For Callen, forming a Madison chapter has been a frustrating experience.
"As soon as I post up a flier, you see someone pulling it down," he says. "People sometimes ask me if I'm serious. Well, I'm here, aren't I?'"
At the moment, Callen is mainly just talking to businesses and people he meets on "patrol," occasionally by himself. Members of the Chicago chapter, led by Fuentes, come some weekends to show more of a presence to aid recruitment.
Recruits must go through a background check before they can start their three-month training. Callen says he trains his recruits on first aid and how to make a citizen's arrest, sometimes going on a patrol with them around State Street.
The recruits are taught to work as a team and to summon police when faced with a crime, although they may try to corner the violator until police arrive. If the criminal resists, they may restrain his or her arms and legs.
"We're not going to start beating on the guy," Callen says.
By day, Callen does construction work; he puts money from his own pocket into business cards and fliers. The Chicago chapter, which receives money from the Guardian Angels' headquarters in New York, has given Callen a cell phone where people interested in joining or supporting the Madison Angels can leave messages. The number is 608-308-4297.
"Not much equipment is needed," Callen says. "Just a pen, notepad, a flashlight and my head."

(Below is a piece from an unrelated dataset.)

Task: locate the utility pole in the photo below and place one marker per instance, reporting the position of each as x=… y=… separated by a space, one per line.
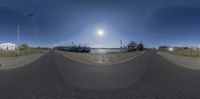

Court records show that Callen has several criminal convictions for issuing worthless checks, twice in Grant County, once in La Crosse County and once in Dane County, all dating to 2000. "I wasn't handling things right," Callen says of this time in his life, which he sees as a turning point.
Sentenced to two years of probation, Callen tried to atone for his mistakes through volunteer work at the VA Hospital. He hopes a solid Guardian Angels organization will be another way to do that. But first, he must raise enough money and awareness to make it work.
Doughman, of Mimosa, has given Callen money to cover half of the cost of a police scanner. And a downtown advertising school, Extra Bold, has agreed to help the Madison Angels get their message out.
"I keep records of all the people who donate money for supplies," says Callen. "I issue a receipt. If I don't use the money, I would give it back."
Ultimately, Callen is hoping to build a solid Angels organization and branch out to areas beyond State Street. "People have to get to know you," he says. "It takes time."